SPEECH - FAMILY VIOLENCE - FEDERATION CHAMBER - 8 FEBRUARY 2016

08 February 2016

DELIVERED IN THE FEDERATION CHAMBER

I thank the member for Dunkley for bringing this important issue to the attention of the House. When it comes to family violence, I think we can all agree that it is incumbent on all of us to take a leadership role in this parliament. It is a sad face that by the end of this week at least one woman in Australia will have been killed by her partner or former partner. A great nation such as ours cannot passively tolerate such sickening statistics. Unless we take decisive action, this tragedy will be repeated tomorrow, the day after and all the days to follow.

For too many years, far too often, victims of family violence have essentially been the forgotten people, left to live in fear and suffer in silence. Even the use of the word 'domestic' connoted something that was private, a place that we did not go. But we have made great progress over the years in terms of cultural change and attitudinal change. Laws have changed, support services have improved and there is a greater public understanding developed around the issue. But that is not to say that there are not enormous challenges, and some of them are pointed out in this motion.

Of course, one enormous challenge is the issue of family violence occurring in so many of our migrant communities.

Late last year, I held a roundtable with Bill Shorten and Tanya Plibersek and a number of representatives from various subcontinent communities. They face particular barriers to understanding that it is a crime if violence is being perpetrated on them, where they can go to for specific support and the funding that is needed to provide that support. I think that will remain an enormous challenge, but I do want to commend many individual community groups across our society who are doing outreach specifically for women and families in ethnic communities who have, unfortunately, experienced such violence.

In my 10 years as a lawyer before coming to this place, the only time I went to court was as a pro bono duty solicitor on the domestic violence roster at the Downing Centre. I got to see, over 10 years, the consequences of family violence in a legal sense, as well as some of the different forms of family violence. There is physical violence, psychological violence, the withholding of access to children, the withholding of access to money and even threats of deportation. So I welcome the $100 million package the government has put forward. But I think it is important to point out that this package needs to be backed up with practical measures. When you start cutting $270 million from community services, $44 million from homelessness services, $22 million from community legal aid and $15 million from legal aid, the impact is enormous. I saw what a difference it made when successive state and federal governments over that 10-year period put money into these areas, actually invested in them. We were able to have a separate room for briefing our clients. We were able to have more support workers. An enormous practical difference can be made by using that money effectively.

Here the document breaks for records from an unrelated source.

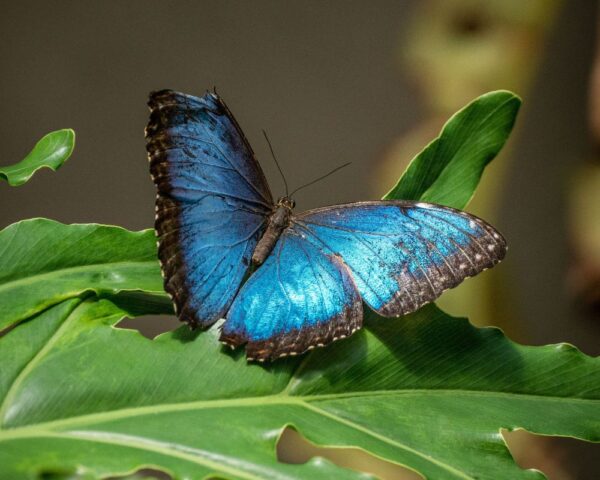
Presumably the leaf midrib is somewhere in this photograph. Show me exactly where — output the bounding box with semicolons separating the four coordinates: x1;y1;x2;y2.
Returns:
0;389;597;480
0;259;162;292
0;389;599;441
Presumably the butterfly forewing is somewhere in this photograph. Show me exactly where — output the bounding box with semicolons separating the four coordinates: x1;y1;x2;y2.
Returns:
146;90;273;327
295;201;506;316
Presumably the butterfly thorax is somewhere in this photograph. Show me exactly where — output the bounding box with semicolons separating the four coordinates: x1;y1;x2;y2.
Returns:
252;197;295;266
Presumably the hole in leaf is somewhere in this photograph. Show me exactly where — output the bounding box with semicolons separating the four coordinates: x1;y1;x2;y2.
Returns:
277;427;423;480
502;430;600;480
117;315;182;339
104;468;173;480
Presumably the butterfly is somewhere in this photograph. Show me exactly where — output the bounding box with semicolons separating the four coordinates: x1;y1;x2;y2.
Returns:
146;90;507;361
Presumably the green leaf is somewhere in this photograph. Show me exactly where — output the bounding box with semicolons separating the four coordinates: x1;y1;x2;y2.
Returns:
0;218;172;329
384;91;521;209
0;128;75;187
0;299;600;480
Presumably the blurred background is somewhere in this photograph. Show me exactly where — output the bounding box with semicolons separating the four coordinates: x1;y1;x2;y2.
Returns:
0;0;600;480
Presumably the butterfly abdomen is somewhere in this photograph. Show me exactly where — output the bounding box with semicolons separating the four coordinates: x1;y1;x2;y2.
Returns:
252;205;292;266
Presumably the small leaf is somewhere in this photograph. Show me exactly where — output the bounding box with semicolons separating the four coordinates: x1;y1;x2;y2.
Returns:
384;91;521;209
0;299;600;480
0;218;172;330
0;128;75;187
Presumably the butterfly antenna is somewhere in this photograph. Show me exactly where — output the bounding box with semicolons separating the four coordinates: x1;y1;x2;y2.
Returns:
263;130;290;197
289;162;352;196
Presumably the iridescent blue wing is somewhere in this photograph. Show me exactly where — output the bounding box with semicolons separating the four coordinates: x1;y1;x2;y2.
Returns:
294;201;506;317
221;227;363;361
146;90;273;328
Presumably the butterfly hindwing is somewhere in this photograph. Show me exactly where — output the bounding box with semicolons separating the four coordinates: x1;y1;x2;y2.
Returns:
146;90;273;328
221;228;363;360
294;201;506;316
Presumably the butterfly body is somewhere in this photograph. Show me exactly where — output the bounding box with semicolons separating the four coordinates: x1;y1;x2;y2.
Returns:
252;197;295;266
146;90;506;361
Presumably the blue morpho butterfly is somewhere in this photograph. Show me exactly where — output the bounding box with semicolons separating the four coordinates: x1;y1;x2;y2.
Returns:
146;90;506;361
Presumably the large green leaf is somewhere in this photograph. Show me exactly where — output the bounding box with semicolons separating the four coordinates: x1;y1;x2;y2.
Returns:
384;90;521;208
0;218;170;329
0;299;600;480
0;128;75;187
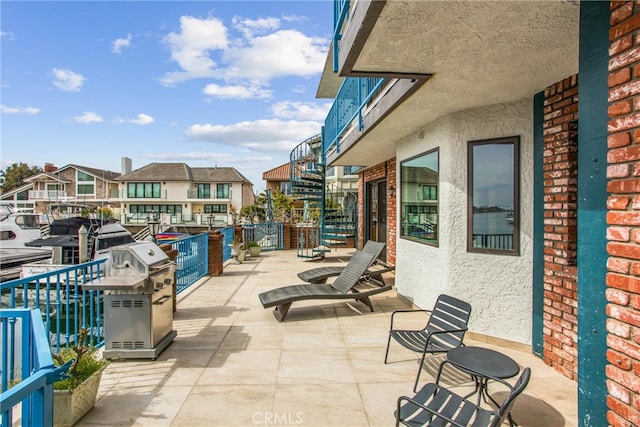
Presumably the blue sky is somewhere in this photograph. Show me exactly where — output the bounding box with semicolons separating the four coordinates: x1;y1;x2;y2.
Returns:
0;0;333;191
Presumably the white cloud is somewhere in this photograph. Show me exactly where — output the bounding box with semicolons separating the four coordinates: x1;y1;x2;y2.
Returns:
127;113;153;126
186;119;320;153
224;30;329;80
232;16;280;39
111;33;131;54
160;16;329;86
0;105;40;114
53;68;86;92
202;83;273;99
271;101;332;121
160;16;229;86
73;111;103;123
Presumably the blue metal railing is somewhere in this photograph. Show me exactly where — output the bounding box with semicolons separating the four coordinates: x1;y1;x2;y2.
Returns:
164;233;209;293
333;0;350;73
0;309;69;426
242;222;284;251
219;226;234;262
0;259;106;353
322;77;386;157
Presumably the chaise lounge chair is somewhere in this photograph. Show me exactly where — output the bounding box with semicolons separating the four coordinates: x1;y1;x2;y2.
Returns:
298;240;395;283
259;252;392;322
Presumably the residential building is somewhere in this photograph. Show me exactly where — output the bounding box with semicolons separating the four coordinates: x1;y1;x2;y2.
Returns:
14;164;120;214
262;162;291;195
318;0;640;426
111;163;255;225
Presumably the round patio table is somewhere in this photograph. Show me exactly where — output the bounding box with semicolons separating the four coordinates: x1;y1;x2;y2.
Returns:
447;346;520;426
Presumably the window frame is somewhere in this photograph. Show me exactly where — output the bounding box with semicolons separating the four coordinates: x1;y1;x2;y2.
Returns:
467;135;522;256
399;147;441;248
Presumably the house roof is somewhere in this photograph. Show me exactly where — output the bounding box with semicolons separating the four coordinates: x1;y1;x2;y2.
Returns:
262;162;291;181
115;163;253;185
25;169;71;184
67;165;120;181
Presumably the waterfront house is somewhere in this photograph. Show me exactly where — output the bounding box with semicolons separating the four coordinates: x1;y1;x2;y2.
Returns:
111;163;255;226
318;0;640;425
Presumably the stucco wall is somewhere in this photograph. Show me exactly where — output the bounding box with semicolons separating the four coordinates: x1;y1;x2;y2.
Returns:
396;99;533;344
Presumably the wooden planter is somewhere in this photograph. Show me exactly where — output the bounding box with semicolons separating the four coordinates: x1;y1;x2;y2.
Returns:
53;366;106;427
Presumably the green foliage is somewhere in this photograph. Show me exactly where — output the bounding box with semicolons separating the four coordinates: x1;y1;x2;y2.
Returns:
96;208;113;219
52;329;107;390
240;205;265;222
0;162;42;193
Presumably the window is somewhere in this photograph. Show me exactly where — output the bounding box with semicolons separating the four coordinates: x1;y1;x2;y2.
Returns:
216;184;229;199
280;181;291;195
76;171;96;196
204;205;227;213
467;136;520;255
400;149;439;245
342;166;362;175
127;182;160;199
198;184;211;199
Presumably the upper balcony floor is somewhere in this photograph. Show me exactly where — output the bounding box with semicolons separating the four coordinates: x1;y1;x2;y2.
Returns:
317;0;580;167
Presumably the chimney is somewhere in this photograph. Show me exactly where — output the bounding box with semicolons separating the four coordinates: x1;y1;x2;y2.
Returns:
44;163;58;172
121;157;131;175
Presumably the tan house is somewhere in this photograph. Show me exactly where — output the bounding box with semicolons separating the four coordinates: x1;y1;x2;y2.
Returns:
16;164;120;217
110;163;255;225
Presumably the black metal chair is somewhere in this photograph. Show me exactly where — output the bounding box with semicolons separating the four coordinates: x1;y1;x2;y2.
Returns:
384;294;471;391
395;361;531;427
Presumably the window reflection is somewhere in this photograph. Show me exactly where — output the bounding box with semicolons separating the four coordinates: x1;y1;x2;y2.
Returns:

In the time I have left, it would be most remiss of me not to mention that we commemorate the fact that on 2 February—last week—it was 30 years since the brutal abduction and murder of Anita Cobby, a young woman from Blacktown. It was 2 February 1986. I remember it vividly. I remember describing it in later years as an absolute abomination. I remember the scenes of the crowds outside Blacktown Police Station—the noose being held up there.

But I do not want to remember the perpetrators. I want to pay particular tribute to Anita's sister Kathryn and to her parents, who had such grace and dignity at such a trying time, and I particularly want to mention a recent fundraising event that took place at the Blacktown Workers Club, where 700 people gathered—and apparently 700 people had to be turned away. The event celebrated Anita's life and the positive change that came out of something so brutal. Around $200,000 was raised towards building an institution called Grace's Place, named after Anita's mother, Grace Lynch, who was indeed a model of grace in such terrible times. It is intended to be a trauma and treatment centre for children who have experience of family homicide. It is to be built in Doonside. It will apparently cost about $2.8 million and is to be completed in September 2018. I want to commend the organisers of that function, particularly the Blacktown Workers Club, which pledged over $50,000 towards it and have been unfailing in their support of the White Ribbon project. We remember Anita Cobby—we remember her for the wonderful woman that she was—and we say that we will not tolerate such violence in our community ever again.